Même si sur le fond, il partage son point de vue sur la charte des valeurs, l'ancien chef du Bloc québécois, Gilles Duceppe, estime que Maria Mourani est allée trop loin en parlant de «nationalisme ethnique» et que son chef a eu raison de l'expulser du caucus.

«Que Mme Mourani dise que c'est du nationalisme ethnique, je ne suis pas du tout d'accord avec ça, dit M. Duceppe. M. Paillé a dit qu'ils ont discuté et qu'elle avait refusé de retirer ses paroles. Si c'est ça, c'est un méchant problème.»

«Est-ce que c'était souhaitable que ça arrive? Non», ajoute-t-il, soulignant que Mme Mourani, sous son règne, avait souvent tendance à se mêler des dossiers de ses collègues. M. Duceppe lui-même rappelle qu'il a dû expulser deux députés, dont l'un - Ghislain Lebel - avait tenu des propos inacceptables à l'endroit de Bernard Landry.

Cela dit, sur le fond, M. Duceppe partage le point de vue de la députée d'Ahuntsic. Il refuse de dire que la charte de Bernard Drainville va trop loin, mais il estime que l'interdiction des signes religieux ostentatoires ne devrait s'appliquer qu'aux fonctionnaires qui représentent l'autorité de l'état, juges, policiers, gardiens de prison. Et les profs? «Les enseignants ne représentent pas l'État», tranche-t-il.

Cette position, qu'on décrit souvent comme étant celle des deux co-présidents de la commission Bouchard-Taylor, est en fait, à l'origine, celle du Bloc québécois, souligne M. Duceppe. «On a travaillé sur cette question pendant plus d'une décennie.»

Mais l'ancien chef du Bloc irait, dans certains cas, plus loin que le ministre Drainville : dans certaines écoles où on interdit les couvre-chefs, à cause par exemple de la lutte aux gangs de rue, le conseil d'établissement pourrait aussi décider que cette interdiction s'applique aussi aux signes religieux.

«Là où la question se pose, oui, il faudrait y penser. Mais là où la question ne se pose pas, c'est bien évident qu'on ne l'interdirait pas.»

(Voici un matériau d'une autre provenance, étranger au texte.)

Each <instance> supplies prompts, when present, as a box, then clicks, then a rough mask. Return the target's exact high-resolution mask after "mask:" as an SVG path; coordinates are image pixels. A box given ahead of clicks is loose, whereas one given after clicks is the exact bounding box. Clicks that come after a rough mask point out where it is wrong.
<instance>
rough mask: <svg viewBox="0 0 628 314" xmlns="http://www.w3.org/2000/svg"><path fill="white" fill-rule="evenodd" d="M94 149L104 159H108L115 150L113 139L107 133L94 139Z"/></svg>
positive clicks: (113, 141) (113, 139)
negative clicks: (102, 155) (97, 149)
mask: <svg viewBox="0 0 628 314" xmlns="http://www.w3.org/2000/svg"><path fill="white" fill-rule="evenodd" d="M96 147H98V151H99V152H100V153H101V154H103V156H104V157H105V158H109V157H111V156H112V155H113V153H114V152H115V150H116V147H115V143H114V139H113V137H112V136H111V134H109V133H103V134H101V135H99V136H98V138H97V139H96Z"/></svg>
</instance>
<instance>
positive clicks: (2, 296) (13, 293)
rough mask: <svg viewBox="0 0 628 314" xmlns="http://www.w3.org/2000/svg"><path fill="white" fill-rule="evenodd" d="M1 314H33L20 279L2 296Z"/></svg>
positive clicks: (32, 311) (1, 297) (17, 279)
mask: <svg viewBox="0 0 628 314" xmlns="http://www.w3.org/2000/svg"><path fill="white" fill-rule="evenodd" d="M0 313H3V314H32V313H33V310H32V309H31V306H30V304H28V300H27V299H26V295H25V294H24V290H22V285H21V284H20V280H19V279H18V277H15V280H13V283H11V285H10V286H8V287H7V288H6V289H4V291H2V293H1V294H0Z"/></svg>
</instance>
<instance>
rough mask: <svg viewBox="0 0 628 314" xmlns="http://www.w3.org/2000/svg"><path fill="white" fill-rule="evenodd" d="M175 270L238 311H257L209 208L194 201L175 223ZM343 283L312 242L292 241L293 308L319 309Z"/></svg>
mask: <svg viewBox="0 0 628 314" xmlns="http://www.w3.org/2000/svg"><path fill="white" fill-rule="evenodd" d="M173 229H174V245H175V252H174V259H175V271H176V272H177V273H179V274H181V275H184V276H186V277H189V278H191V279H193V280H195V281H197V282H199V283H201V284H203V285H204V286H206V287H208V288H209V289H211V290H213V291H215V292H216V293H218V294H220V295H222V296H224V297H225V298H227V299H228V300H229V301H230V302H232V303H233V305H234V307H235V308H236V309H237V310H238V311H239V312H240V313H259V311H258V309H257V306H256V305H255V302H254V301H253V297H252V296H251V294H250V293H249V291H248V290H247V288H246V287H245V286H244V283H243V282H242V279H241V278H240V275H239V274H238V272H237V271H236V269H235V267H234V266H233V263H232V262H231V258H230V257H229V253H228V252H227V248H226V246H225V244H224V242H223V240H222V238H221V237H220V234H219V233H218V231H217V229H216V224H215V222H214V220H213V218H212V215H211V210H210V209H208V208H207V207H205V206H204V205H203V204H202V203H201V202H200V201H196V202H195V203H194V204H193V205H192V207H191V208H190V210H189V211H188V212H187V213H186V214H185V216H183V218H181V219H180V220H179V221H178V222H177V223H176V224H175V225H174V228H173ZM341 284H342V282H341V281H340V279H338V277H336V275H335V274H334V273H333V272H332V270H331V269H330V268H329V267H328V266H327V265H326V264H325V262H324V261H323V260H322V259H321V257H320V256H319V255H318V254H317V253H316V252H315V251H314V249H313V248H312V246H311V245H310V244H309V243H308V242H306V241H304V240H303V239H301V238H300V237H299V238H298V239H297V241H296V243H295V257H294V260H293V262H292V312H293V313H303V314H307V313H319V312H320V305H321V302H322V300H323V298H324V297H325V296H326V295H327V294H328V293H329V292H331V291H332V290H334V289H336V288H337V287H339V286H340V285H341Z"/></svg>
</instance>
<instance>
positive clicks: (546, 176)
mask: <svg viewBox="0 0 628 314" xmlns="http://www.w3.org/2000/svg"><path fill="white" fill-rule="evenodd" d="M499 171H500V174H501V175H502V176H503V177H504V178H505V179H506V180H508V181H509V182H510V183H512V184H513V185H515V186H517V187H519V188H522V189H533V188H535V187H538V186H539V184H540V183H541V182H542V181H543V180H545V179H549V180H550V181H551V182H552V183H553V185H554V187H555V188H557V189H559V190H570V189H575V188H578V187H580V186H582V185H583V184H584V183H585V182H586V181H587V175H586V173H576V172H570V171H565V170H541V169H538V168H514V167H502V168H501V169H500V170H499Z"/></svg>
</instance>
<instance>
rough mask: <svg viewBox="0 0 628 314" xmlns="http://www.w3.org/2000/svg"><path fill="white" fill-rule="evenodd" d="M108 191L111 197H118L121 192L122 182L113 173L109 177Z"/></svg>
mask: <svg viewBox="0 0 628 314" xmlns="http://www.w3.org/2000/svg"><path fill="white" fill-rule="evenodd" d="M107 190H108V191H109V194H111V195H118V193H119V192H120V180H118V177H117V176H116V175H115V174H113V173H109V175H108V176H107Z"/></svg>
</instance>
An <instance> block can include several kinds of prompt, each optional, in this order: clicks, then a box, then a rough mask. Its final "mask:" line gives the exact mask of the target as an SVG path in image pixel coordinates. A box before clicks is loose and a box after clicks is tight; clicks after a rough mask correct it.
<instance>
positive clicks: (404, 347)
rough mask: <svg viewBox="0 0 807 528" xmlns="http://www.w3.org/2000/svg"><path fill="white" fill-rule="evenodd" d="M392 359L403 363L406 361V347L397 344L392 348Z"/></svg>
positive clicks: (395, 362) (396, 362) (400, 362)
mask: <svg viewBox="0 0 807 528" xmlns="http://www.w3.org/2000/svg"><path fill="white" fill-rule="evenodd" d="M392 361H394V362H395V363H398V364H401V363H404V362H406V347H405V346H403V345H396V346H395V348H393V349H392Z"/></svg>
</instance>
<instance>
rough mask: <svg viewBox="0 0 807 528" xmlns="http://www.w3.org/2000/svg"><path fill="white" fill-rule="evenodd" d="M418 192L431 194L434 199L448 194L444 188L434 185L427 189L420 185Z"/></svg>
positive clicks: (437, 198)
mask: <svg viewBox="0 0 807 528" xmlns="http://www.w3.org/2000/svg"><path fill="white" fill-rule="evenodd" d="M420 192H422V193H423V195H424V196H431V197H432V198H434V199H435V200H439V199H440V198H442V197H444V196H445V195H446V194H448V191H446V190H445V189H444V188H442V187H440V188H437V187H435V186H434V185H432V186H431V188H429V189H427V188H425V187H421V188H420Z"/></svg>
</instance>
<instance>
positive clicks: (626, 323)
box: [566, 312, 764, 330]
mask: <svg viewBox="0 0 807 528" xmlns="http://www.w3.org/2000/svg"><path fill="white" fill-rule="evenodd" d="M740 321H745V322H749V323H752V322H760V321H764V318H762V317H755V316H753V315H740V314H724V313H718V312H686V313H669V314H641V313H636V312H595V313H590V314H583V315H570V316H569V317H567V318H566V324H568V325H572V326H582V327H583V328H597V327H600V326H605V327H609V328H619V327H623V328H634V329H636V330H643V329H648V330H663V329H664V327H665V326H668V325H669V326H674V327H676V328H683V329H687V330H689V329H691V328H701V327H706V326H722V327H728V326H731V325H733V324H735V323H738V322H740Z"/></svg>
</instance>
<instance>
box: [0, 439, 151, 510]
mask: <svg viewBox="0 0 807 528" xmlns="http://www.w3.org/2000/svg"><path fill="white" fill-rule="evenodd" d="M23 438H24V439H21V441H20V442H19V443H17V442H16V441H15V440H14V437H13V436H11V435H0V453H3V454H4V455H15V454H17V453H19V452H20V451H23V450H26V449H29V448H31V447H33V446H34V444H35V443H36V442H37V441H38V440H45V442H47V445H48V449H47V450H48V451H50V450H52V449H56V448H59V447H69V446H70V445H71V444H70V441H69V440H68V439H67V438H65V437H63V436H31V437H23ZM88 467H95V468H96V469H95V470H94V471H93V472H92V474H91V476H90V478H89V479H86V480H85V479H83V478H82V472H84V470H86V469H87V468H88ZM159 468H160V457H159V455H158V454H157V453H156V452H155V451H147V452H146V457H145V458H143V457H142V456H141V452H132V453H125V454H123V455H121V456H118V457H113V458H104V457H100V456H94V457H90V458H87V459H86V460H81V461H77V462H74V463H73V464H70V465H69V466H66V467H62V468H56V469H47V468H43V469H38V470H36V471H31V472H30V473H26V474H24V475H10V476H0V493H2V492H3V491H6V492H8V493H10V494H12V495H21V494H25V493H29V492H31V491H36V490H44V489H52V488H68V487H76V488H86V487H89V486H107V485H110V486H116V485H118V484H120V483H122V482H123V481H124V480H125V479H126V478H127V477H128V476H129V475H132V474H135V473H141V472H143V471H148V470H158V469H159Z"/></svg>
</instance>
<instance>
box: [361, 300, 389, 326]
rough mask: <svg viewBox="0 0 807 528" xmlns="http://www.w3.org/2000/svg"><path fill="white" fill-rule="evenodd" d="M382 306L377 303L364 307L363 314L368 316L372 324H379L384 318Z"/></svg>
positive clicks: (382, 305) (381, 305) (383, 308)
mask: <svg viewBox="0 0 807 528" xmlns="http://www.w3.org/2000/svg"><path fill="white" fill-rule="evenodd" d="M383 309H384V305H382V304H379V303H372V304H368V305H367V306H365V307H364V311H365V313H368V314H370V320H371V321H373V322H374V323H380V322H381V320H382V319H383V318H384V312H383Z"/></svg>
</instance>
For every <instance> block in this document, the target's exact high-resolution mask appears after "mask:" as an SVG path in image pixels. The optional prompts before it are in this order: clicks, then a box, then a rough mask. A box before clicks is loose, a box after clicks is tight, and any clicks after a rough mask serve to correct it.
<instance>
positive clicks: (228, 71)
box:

De même, M. Duceppe conditionnerait l'obtention d'un permis de garderie -donc tous les services de garde, même privés et non-subventionnés- à l'engagement du propriétaire que les services se donneront aux enfants à visage découvert.

Pour l'ancien chef du Bloc, le gouvernement du PQ a été «courageux» en ouvrant le débat sur cette question sensible. «Les libéraux auraient dû le faire après Bouchard-Taylor.»

Le ton actuel du débat ne l'inquiète pas, les incidents agressifs contre les femmes voilées non plus. «Oui, il y a des Québécois racistes. C'est une maladie qui n'épargne aucune nation. Mais il y a aussi des propos intégristes inquiétants. J'espère que les femmes qui portent le foulard n'accepteront plus que des imams parlent en leur nom.»

M. Duceppe rappelle que dans les années 60, Paul Gérin-Lajoie avait été traité de révolutionnaire, de communiste, parce qu'il voulait sortir les écoles du giron de l'Église. «L'Église perdait ses droits.»

Gilles Duceppe revendique d'ailleurs le droit pour les anciens politiciens de se prononcer sur ce genre de questions sans écoper de l'étiquette péjorative de belle-mère. «Je donne mon opinion sur une question fondamentale. Ce n'est pas parce que j'ai fait de la politique par le passé que je perds le droit de m'exprimer», dit-il.

L'ancien chef du Bloc québécois suivra attentivement la commission parlementaire qui se tiendra sur le projet de loi 60 après les Fêtes. Pourrait-il changer d'avis? «Si on me prouvait que j'ai tort, je pourrais changer d'opinion.»